04 Apr / The Readers of Broken Wheel Recommend by Katarina Bivald, translated by Alice Menzies [in Library Journal]
*STARRED REVIEW
At 28, Sara Lindqvist has more literary friends than real. She arrives in Iowa from Sweden, expecting to spend a few weeks with Amy Harris, an older woman with whom she’s exchanged three years of intimate letters and books. Alas, she’s arrived too late: Amy’s died.
For the good citizens of Broken Wheel, Sara is initially “the tourist,” a troublesome curiosity, but, slowly, Sara becomes a part of Amy’s fold through the people she loved and the books that mattered most to her.
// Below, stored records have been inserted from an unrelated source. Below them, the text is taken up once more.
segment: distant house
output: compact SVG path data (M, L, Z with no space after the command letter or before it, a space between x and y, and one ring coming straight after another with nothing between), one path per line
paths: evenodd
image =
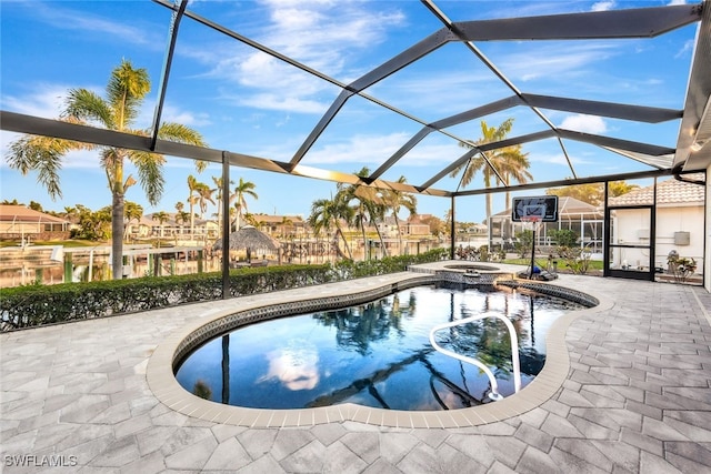
M702 180L702 175L687 175L688 180ZM612 239L621 244L644 244L654 239L653 264L667 268L671 251L680 256L692 258L698 263L698 272L703 268L704 246L704 192L705 186L685 183L677 179L657 183L657 232L651 235L648 210L634 206L651 205L654 202L654 186L640 188L619 198L611 198L609 205L631 206L612 211ZM635 252L640 253L637 254ZM641 262L638 264L638 261ZM649 255L635 249L620 249L612 254L612 265L644 266Z
M301 215L250 214L254 226L274 238L306 235L306 222ZM243 222L242 225L247 224Z
M511 242L515 235L531 229L531 223L512 222L511 210L507 209L491 216L491 242L493 245ZM551 230L571 230L575 232L580 246L595 254L602 253L604 215L600 208L570 196L558 199L558 222L537 224L537 244L554 245Z
M127 238L129 239L177 239L177 240L204 240L217 239L218 236L218 223L217 221L204 220L196 218L190 223L190 220L181 221L174 213L166 213L164 220L158 218L159 214L146 214L141 216L139 221L130 221L127 225ZM191 232L194 234L191 235Z
M0 204L0 240L69 239L70 222L24 205Z

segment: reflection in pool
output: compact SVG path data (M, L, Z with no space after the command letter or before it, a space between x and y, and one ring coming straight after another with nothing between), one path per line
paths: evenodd
M508 317L525 386L543 367L549 325L580 307L492 286L419 286L352 307L240 327L189 354L176 376L198 396L246 407L473 406L490 402L491 383L475 365L437 352L429 341L433 326L482 313ZM498 317L438 331L437 342L489 367L502 395L514 393L511 341Z

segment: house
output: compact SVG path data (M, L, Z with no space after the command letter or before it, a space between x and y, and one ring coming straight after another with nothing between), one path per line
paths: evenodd
M24 205L0 204L0 240L33 242L69 239L70 222Z
M685 175L684 180L703 180L703 175ZM647 249L654 239L653 264L667 269L667 259L674 251L697 261L697 272L703 269L705 186L669 179L657 183L655 233L651 235L649 206L654 203L654 185L640 188L611 198L612 266L645 266ZM623 209L614 209L623 208ZM639 262L639 263L638 263Z
M303 236L306 222L301 215L249 214L253 225L271 236L286 239Z
M512 241L519 232L531 229L531 225L533 224L512 222L511 210L507 209L491 216L490 240L493 245ZM549 232L565 229L575 232L583 249L597 255L602 254L604 215L600 208L574 198L561 196L558 199L558 222L535 225L537 245L554 245Z

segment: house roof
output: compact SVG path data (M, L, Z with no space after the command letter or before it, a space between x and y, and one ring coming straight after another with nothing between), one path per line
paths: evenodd
M31 222L31 223L68 223L69 221L56 218L43 212L34 211L24 205L0 204L0 221L2 222Z
M687 180L701 180L702 174L691 174ZM704 201L705 186L669 179L657 183L657 204L699 204ZM654 199L654 185L640 188L618 198L611 198L611 205L651 204Z

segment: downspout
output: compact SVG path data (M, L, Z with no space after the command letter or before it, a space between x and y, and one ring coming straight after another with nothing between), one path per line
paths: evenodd
M450 245L449 245L449 260L454 260L454 239L457 236L455 232L454 232L454 228L455 225L455 219L454 219L454 196L452 195L452 221L450 222Z
M230 297L230 160L222 152L222 300Z

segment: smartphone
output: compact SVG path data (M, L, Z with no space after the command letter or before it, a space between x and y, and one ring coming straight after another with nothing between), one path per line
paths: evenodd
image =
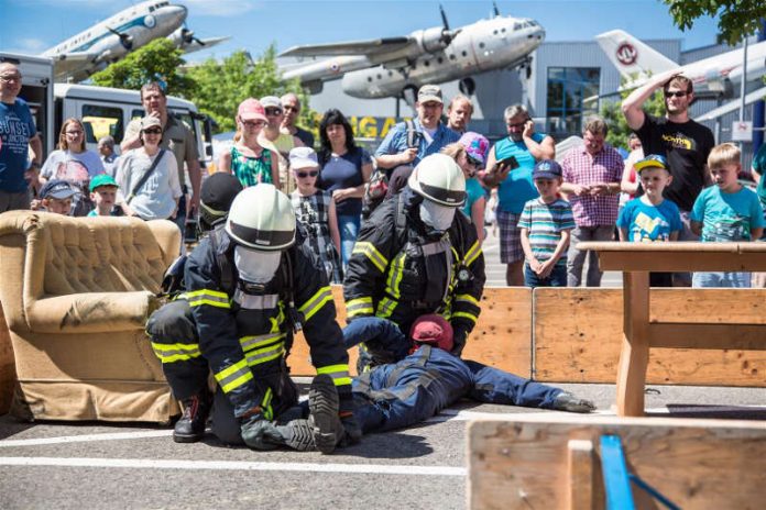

In a surprising decision to repay the townsfolk for their kindness, Sara honors her lost friend with an unusual bookstore, from which she carefully matches favorite titles with readers who need them most.
British actress Fiona Hardingham uses a wide range of accents and modulation to create Broken Wheel’s citizens, effortlessly voicing drawling locals, upstanding mavens, suffering victims, flamboyant outsiders. She gives Sara a Scandinavian-ish clip, while the omniscient narrator reads in poshly crisp British. Hardingham’s multiple personalities are gently interrupted by Lorelei King’s resonating voice as she intersperses Amy’s wise letters into Sara’s narrative. For literature lovers everywhere, this light, feel-great Swedish import has sly, clever lessons about good books in any language.